Yeah. But then my so my other question that I posed in the chat would be, if I mean, I can see that a lot of functions and memory is in a way of function are distributed and can be slowly moved, not quickly. So you don't have a stroke. But you still you sign something. But it seems as though there'll be a risk that silencing large parts of the brain would actually resulted in a loss of me of memory to some degree. And that's why that's why that makes me a little bit nervous. And there are parts of me, I'd love to lose, as it's probably one of their memories we probably would like to be rid of, but, but I'd like to choose the ones that I get rid of.
Yeah, I mean, we have we have a good idea where functions lying in the neocortex now and how quickly they move. But you know, that that would need to be adjusted, you know, I don't know, according to taste or what but, you know, obviously, you don't want to silence too much at once. Right? It's going to be a balance, you know, you're like okay, well, you want and the silencing also you don't necessarily lose that it's being moved, right. So you provide new tissue before you start silencing. But still, you know, I would feel a little uneasy about silencing my whole prefrontal cortex at once. I have a lot of great tissue there waiting to take on that function. I would do it more cautious. stepwise manner. Yeah.
Right. Thank you. And hey, john, I just want to make sure that given that this is recorded, it will be published. So it will be available to others who are not in this group. Is there anything that you want people to know how they can advance your work? You already mentioned that there was potentially like a technical milestone roadmap, but what would be most useful for people to know? And to help you with your work?
Yeah. So I mean, we're, we're ready to accelerate this, we have all the key players in place that are willing to recruit experts in all these subdomains that we need for the different cell types, for the, for the bio scaffold, for the surgeries for the physiology. You know, all our collaborators are ready, we just need the funds to hire the people and get this thing going at a rate that, you know, can give us all some hope, prayer, rejuvenated brains. At the rate we're going now, we're not going to get there for us around today. So yeah, so that's where it comes down to.

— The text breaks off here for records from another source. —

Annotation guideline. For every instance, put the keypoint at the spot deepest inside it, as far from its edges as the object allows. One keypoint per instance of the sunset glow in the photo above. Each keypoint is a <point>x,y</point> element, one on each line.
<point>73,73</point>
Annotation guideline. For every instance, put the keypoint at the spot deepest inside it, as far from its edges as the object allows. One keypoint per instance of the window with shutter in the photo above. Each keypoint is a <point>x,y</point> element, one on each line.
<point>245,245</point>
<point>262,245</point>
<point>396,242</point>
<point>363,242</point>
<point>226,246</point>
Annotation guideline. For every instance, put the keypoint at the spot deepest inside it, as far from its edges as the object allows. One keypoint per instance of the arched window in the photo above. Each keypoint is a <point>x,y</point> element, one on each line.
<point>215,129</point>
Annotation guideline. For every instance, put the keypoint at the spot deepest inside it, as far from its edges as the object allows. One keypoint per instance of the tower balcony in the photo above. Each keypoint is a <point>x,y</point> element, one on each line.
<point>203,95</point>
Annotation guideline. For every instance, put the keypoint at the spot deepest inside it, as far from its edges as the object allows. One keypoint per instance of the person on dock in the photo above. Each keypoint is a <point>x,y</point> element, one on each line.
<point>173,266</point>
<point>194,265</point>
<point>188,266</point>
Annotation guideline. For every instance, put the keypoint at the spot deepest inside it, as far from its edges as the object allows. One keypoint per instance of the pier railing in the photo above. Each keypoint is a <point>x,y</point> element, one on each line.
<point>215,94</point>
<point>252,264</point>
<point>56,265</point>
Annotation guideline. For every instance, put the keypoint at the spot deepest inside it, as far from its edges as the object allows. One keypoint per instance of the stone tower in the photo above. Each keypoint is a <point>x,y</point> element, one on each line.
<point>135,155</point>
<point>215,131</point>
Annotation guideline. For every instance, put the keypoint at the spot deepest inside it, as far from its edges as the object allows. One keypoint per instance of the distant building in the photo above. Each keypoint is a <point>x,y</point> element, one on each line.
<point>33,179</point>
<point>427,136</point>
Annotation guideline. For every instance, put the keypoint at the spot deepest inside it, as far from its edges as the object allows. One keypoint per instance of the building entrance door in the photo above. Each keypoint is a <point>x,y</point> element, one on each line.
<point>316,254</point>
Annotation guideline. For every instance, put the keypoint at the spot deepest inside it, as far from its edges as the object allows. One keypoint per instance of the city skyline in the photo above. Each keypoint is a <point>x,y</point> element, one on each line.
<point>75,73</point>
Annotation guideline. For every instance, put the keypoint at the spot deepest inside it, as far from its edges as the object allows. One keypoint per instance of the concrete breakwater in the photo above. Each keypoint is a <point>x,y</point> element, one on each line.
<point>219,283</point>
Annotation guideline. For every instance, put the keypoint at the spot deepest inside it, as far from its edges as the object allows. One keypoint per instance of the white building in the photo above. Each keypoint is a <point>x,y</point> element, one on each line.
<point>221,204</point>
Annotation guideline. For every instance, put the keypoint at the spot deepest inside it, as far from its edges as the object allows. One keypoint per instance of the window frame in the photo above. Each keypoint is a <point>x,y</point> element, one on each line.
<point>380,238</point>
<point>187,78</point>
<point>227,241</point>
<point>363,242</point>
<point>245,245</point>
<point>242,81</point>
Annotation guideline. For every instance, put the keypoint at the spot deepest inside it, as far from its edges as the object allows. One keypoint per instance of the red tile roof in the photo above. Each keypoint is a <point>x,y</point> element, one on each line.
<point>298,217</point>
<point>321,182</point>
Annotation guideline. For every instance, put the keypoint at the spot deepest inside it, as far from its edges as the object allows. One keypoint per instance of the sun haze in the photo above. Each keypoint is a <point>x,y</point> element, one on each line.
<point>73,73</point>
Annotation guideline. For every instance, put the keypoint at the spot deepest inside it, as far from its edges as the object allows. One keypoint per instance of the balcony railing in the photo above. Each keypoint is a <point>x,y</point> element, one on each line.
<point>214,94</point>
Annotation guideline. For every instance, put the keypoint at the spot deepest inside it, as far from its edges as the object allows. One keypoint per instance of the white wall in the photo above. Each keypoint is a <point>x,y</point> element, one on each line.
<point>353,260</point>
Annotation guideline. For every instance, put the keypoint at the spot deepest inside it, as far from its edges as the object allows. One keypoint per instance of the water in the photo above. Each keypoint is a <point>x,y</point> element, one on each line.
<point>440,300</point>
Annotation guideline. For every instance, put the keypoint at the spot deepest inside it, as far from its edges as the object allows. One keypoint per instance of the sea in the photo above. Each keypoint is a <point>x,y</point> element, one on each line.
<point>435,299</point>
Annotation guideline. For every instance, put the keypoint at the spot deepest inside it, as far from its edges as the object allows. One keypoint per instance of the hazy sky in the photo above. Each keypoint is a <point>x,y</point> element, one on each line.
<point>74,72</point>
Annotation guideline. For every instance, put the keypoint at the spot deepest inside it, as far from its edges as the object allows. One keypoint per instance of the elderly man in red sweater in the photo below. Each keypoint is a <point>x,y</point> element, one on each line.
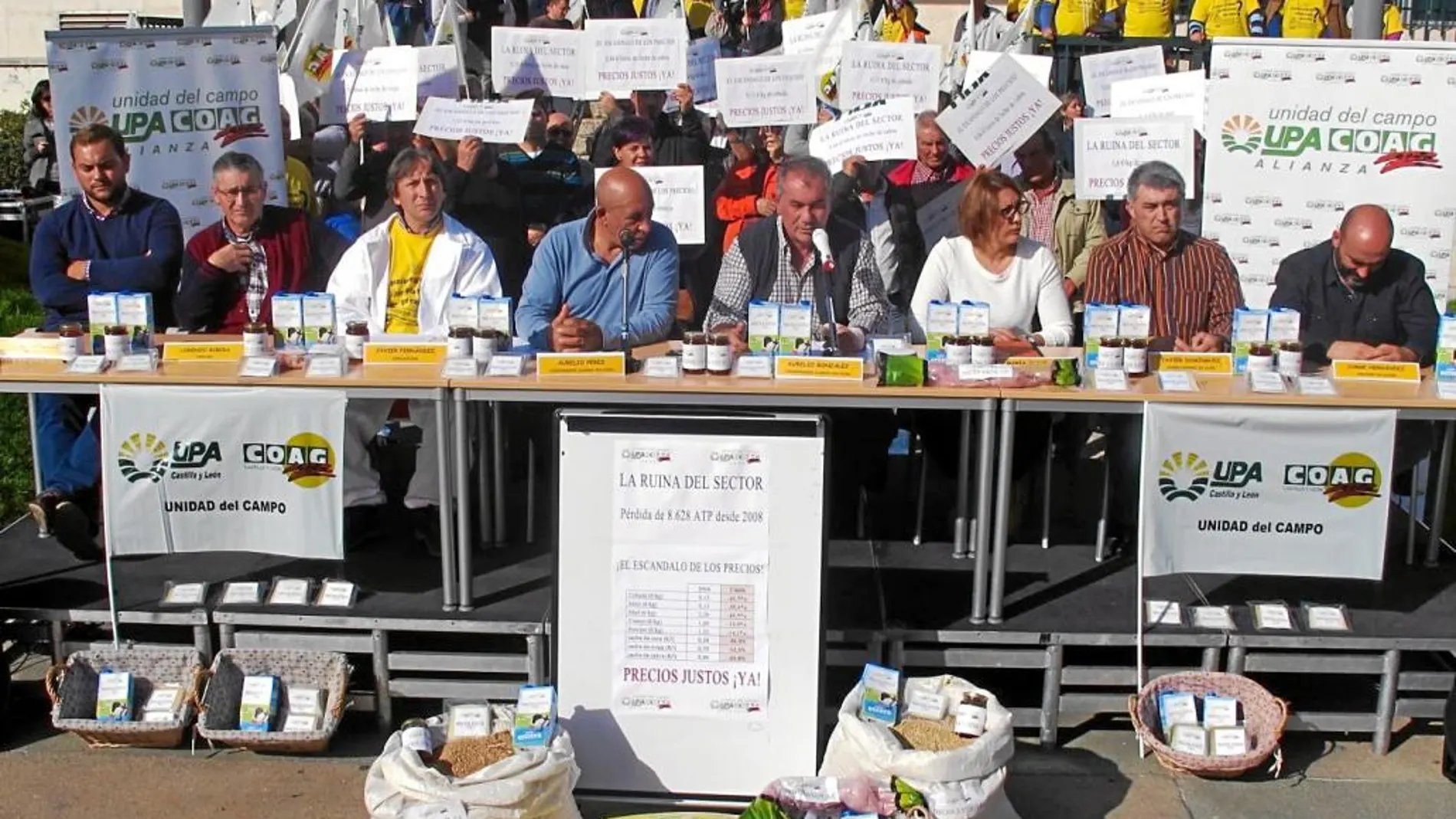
<point>232,270</point>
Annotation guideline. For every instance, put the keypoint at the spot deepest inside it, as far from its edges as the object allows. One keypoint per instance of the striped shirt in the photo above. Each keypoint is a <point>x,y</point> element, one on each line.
<point>1192,287</point>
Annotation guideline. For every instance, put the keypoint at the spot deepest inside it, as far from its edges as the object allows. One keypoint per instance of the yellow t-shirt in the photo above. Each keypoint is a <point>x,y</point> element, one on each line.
<point>1148,18</point>
<point>407,270</point>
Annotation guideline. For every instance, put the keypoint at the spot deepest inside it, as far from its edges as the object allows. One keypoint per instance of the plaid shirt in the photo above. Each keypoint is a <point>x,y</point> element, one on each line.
<point>255,283</point>
<point>867,294</point>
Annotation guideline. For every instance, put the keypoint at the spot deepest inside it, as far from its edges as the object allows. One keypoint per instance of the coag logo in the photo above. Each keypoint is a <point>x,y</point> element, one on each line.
<point>1349,480</point>
<point>1182,474</point>
<point>142,457</point>
<point>305,460</point>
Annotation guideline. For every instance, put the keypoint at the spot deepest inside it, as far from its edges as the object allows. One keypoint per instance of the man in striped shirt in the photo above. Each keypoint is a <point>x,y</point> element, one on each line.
<point>1190,283</point>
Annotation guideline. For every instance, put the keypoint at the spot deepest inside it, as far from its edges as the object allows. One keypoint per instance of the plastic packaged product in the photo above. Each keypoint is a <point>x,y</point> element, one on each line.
<point>114,696</point>
<point>258,704</point>
<point>535,716</point>
<point>881,699</point>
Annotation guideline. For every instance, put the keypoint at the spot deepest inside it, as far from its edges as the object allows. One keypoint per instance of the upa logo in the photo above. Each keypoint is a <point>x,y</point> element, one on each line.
<point>143,457</point>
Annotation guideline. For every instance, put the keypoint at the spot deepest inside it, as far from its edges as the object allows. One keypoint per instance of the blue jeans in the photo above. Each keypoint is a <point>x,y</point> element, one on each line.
<point>67,443</point>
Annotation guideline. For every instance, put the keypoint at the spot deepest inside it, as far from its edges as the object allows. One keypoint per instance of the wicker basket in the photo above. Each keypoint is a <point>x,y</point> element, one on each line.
<point>72,689</point>
<point>218,720</point>
<point>1264,718</point>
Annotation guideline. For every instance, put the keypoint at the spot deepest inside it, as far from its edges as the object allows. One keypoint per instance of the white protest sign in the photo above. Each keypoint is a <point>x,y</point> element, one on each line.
<point>1107,152</point>
<point>998,115</point>
<point>677,200</point>
<point>631,56</point>
<point>881,70</point>
<point>877,131</point>
<point>980,61</point>
<point>438,73</point>
<point>1161,97</point>
<point>524,60</point>
<point>380,84</point>
<point>490,121</point>
<point>766,90</point>
<point>1101,70</point>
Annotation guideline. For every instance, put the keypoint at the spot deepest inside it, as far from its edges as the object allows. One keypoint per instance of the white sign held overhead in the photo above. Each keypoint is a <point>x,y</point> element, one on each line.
<point>1161,97</point>
<point>1101,70</point>
<point>1107,152</point>
<point>766,90</point>
<point>677,200</point>
<point>998,115</point>
<point>878,70</point>
<point>1289,490</point>
<point>631,56</point>
<point>490,121</point>
<point>548,60</point>
<point>877,131</point>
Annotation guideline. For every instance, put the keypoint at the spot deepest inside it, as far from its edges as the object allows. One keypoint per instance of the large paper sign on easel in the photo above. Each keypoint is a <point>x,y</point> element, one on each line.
<point>631,56</point>
<point>548,60</point>
<point>878,70</point>
<point>218,469</point>
<point>1284,490</point>
<point>998,115</point>
<point>1107,152</point>
<point>1101,70</point>
<point>877,131</point>
<point>766,90</point>
<point>491,121</point>
<point>677,200</point>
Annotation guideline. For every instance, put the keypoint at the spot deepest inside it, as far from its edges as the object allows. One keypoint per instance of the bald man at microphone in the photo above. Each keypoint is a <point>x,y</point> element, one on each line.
<point>804,254</point>
<point>582,273</point>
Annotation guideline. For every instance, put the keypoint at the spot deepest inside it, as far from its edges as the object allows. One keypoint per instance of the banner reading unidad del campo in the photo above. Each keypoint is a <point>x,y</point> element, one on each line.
<point>179,98</point>
<point>221,470</point>
<point>1284,490</point>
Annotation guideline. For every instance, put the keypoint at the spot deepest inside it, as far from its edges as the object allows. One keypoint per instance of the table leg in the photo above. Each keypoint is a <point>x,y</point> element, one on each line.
<point>1443,477</point>
<point>1002,536</point>
<point>444,434</point>
<point>465,545</point>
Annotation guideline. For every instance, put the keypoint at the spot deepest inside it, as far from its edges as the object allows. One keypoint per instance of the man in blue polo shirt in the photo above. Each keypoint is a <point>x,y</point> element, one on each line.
<point>572,294</point>
<point>110,239</point>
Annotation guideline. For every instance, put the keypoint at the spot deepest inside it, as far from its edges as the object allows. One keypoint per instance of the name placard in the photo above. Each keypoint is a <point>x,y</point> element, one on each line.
<point>818,367</point>
<point>202,351</point>
<point>385,352</point>
<point>1376,370</point>
<point>551,364</point>
<point>1203,362</point>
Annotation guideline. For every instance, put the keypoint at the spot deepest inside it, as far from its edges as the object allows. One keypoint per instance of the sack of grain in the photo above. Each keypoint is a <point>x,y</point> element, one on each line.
<point>532,783</point>
<point>957,783</point>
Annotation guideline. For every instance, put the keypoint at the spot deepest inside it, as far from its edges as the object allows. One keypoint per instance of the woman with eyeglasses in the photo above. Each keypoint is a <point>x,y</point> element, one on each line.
<point>992,262</point>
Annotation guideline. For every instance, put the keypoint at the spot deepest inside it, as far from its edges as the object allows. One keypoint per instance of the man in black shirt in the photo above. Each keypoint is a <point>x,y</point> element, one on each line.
<point>1357,297</point>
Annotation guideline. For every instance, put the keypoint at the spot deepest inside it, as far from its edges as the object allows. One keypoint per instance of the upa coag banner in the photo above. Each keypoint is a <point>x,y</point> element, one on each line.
<point>179,98</point>
<point>1299,131</point>
<point>1283,490</point>
<point>223,470</point>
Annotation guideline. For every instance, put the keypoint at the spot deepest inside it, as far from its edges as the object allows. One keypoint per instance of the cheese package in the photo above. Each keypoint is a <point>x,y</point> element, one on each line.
<point>763,326</point>
<point>881,699</point>
<point>114,696</point>
<point>287,309</point>
<point>1250,328</point>
<point>535,716</point>
<point>318,319</point>
<point>260,703</point>
<point>795,328</point>
<point>134,313</point>
<point>1135,320</point>
<point>941,322</point>
<point>1098,322</point>
<point>101,313</point>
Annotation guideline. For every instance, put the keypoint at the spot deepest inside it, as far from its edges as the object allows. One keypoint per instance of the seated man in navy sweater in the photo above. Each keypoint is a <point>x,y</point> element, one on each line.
<point>110,239</point>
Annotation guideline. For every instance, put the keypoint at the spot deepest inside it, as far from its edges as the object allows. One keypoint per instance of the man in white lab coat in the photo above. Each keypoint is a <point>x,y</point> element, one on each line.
<point>399,278</point>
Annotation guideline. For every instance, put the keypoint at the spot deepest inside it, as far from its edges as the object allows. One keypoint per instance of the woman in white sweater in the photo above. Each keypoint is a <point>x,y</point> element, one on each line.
<point>992,262</point>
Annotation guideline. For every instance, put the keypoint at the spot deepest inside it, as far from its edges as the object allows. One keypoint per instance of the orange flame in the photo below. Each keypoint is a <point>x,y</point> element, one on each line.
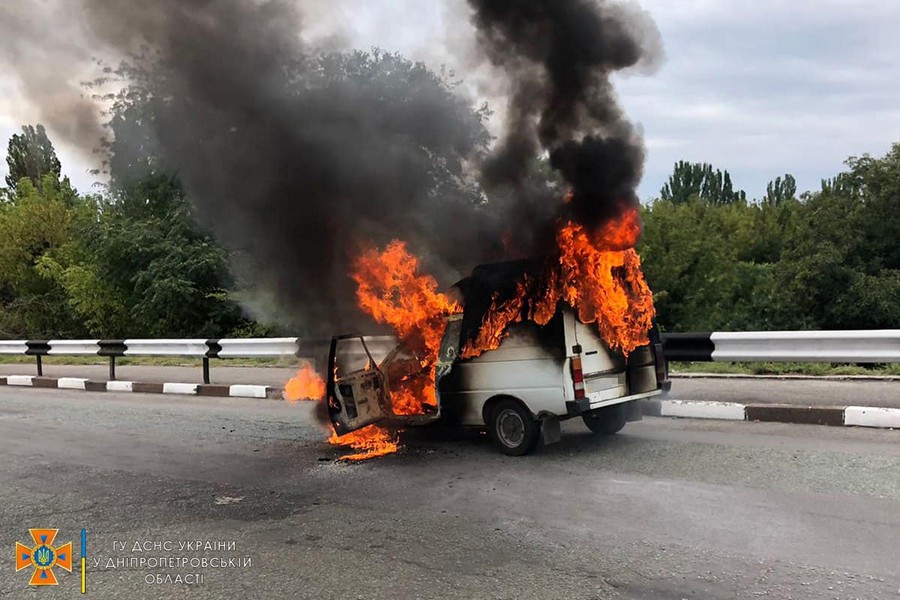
<point>607,287</point>
<point>390,288</point>
<point>305,385</point>
<point>599,275</point>
<point>371,441</point>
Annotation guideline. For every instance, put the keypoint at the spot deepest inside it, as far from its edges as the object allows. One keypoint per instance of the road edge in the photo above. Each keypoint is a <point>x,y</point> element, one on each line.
<point>144,387</point>
<point>848,416</point>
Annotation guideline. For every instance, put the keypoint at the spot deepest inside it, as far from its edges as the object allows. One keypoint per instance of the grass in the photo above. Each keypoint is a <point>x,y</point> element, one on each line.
<point>770,368</point>
<point>153,361</point>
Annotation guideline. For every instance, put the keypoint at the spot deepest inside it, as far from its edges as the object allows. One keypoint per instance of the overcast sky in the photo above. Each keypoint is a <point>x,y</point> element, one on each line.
<point>758,87</point>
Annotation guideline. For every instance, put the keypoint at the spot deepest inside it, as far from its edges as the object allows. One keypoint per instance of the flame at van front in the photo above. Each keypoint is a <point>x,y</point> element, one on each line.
<point>598,274</point>
<point>391,290</point>
<point>368,442</point>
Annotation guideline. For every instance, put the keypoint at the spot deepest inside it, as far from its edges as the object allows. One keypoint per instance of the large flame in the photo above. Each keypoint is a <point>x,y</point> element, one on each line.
<point>305,385</point>
<point>596,273</point>
<point>369,442</point>
<point>391,289</point>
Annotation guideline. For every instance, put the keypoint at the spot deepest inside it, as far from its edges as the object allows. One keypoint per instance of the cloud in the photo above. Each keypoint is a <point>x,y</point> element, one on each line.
<point>760,88</point>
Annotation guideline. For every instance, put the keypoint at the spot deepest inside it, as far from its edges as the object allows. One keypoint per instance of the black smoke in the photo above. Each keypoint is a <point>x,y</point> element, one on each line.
<point>558,56</point>
<point>297,159</point>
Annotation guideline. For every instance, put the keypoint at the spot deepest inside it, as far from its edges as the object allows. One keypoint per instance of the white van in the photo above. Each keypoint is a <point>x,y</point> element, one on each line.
<point>539,376</point>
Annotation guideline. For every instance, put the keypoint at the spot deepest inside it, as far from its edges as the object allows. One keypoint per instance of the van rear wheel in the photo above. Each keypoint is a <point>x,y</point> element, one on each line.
<point>513,429</point>
<point>607,420</point>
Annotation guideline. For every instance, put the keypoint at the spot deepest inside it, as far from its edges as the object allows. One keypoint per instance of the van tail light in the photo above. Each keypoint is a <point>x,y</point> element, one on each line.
<point>578,377</point>
<point>662,368</point>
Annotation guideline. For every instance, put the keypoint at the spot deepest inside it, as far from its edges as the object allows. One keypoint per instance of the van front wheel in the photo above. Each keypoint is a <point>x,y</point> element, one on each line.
<point>607,420</point>
<point>513,429</point>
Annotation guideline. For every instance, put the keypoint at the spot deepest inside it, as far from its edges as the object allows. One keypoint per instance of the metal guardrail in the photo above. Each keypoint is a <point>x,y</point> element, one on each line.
<point>860,346</point>
<point>200,348</point>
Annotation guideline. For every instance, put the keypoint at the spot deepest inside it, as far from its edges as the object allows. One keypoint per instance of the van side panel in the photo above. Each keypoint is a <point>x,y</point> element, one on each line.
<point>521,367</point>
<point>603,371</point>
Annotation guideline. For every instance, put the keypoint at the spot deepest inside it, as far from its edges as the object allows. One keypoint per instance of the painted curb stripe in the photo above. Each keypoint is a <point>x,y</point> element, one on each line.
<point>702,410</point>
<point>119,386</point>
<point>248,391</point>
<point>141,387</point>
<point>188,389</point>
<point>71,383</point>
<point>43,382</point>
<point>869,416</point>
<point>94,386</point>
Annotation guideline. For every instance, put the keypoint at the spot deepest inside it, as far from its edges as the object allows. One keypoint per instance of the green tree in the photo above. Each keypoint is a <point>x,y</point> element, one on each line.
<point>781,190</point>
<point>703,181</point>
<point>151,270</point>
<point>841,269</point>
<point>41,228</point>
<point>31,155</point>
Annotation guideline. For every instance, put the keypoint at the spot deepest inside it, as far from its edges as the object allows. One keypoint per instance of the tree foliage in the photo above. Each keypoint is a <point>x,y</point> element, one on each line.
<point>31,155</point>
<point>828,260</point>
<point>702,181</point>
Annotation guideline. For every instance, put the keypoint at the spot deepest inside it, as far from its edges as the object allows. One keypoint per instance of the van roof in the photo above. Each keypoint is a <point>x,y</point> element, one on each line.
<point>495,281</point>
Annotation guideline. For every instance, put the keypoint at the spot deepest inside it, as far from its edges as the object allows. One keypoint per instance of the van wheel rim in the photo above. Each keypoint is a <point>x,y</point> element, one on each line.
<point>510,428</point>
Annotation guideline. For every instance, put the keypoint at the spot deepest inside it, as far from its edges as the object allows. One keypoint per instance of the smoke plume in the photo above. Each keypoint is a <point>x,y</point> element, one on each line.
<point>295,167</point>
<point>558,56</point>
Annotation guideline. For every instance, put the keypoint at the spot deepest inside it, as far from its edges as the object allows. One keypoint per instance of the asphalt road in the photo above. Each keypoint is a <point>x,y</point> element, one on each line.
<point>784,391</point>
<point>667,509</point>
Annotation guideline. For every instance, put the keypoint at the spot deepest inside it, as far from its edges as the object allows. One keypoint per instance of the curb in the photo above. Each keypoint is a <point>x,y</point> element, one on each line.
<point>848,416</point>
<point>785,377</point>
<point>141,387</point>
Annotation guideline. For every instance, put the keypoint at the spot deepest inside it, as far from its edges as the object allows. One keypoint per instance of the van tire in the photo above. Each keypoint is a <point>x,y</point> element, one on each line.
<point>607,420</point>
<point>512,428</point>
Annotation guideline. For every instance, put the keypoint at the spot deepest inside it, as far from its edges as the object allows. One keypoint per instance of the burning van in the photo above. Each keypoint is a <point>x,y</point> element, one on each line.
<point>519,388</point>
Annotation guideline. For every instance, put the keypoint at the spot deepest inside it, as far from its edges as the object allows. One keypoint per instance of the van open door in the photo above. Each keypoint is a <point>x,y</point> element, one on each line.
<point>356,387</point>
<point>363,370</point>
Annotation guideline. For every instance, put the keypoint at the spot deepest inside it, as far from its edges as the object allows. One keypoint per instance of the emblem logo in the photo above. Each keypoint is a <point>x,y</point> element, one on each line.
<point>43,556</point>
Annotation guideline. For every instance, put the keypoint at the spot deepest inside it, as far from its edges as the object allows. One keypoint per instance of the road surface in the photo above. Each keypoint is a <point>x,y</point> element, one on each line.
<point>746,391</point>
<point>668,509</point>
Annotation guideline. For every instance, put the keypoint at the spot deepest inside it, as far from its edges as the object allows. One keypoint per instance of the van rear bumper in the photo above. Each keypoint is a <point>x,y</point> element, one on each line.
<point>596,400</point>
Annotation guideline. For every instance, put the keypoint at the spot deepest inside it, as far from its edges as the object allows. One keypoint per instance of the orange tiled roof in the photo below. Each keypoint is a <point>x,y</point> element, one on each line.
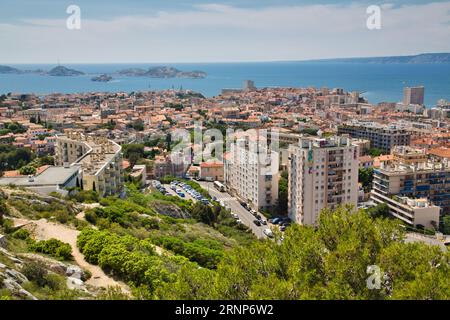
<point>440,152</point>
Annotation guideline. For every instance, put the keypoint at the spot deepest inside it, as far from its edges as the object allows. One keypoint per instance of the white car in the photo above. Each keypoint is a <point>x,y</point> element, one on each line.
<point>268,233</point>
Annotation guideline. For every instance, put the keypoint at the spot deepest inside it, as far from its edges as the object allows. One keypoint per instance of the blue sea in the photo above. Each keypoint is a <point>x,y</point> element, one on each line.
<point>377,82</point>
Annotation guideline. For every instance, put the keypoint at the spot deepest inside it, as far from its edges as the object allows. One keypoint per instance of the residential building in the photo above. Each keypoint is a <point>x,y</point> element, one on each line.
<point>413,95</point>
<point>323,173</point>
<point>380,136</point>
<point>212,171</point>
<point>100,160</point>
<point>410,174</point>
<point>252,170</point>
<point>48,179</point>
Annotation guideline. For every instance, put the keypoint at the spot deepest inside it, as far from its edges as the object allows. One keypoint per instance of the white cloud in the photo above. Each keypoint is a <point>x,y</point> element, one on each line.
<point>217,32</point>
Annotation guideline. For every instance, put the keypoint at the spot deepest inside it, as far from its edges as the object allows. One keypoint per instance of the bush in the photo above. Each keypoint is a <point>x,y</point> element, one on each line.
<point>54,248</point>
<point>27,170</point>
<point>21,234</point>
<point>35,271</point>
<point>62,216</point>
<point>8,225</point>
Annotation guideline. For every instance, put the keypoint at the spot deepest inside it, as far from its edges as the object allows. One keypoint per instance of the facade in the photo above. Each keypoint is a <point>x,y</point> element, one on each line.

Okay, well, I'm hoping that you share information, and I will put it in the show notes.
Yeah. Also the, you know, the format in which this research can be carried out. Whether it's academia, or as someone pointed out, an institute just devoted to this, that would be ideal, or, you know, hybrids between industry, academia, that's, those are all possible. We've thought about, you know, those different mechanisms, but really, to get anything started.
Yeah, very nice. I loved your suggestion with different milestones that you'd actually have. Okay, well, thank you very much. I'm hoping that you'll share with me information if people want to follow up with you. And I'll put them in the YouTube show notes. So if you see this video on YouTube, they should be in the notes. Okay. Well, is there anything else you want to tell this group otherwise I'll be closing media. Okay, well, I've already got a lot of Thank you is in the chat. And yeah, I think people were really thoroughly enjoyed this fantastic work. Very, very ambitious. And we're hoping I'll be in touch with you and then in touch with the group. And yeah, I am very, very much looking forward to getting closer this year. Thank you, Joe.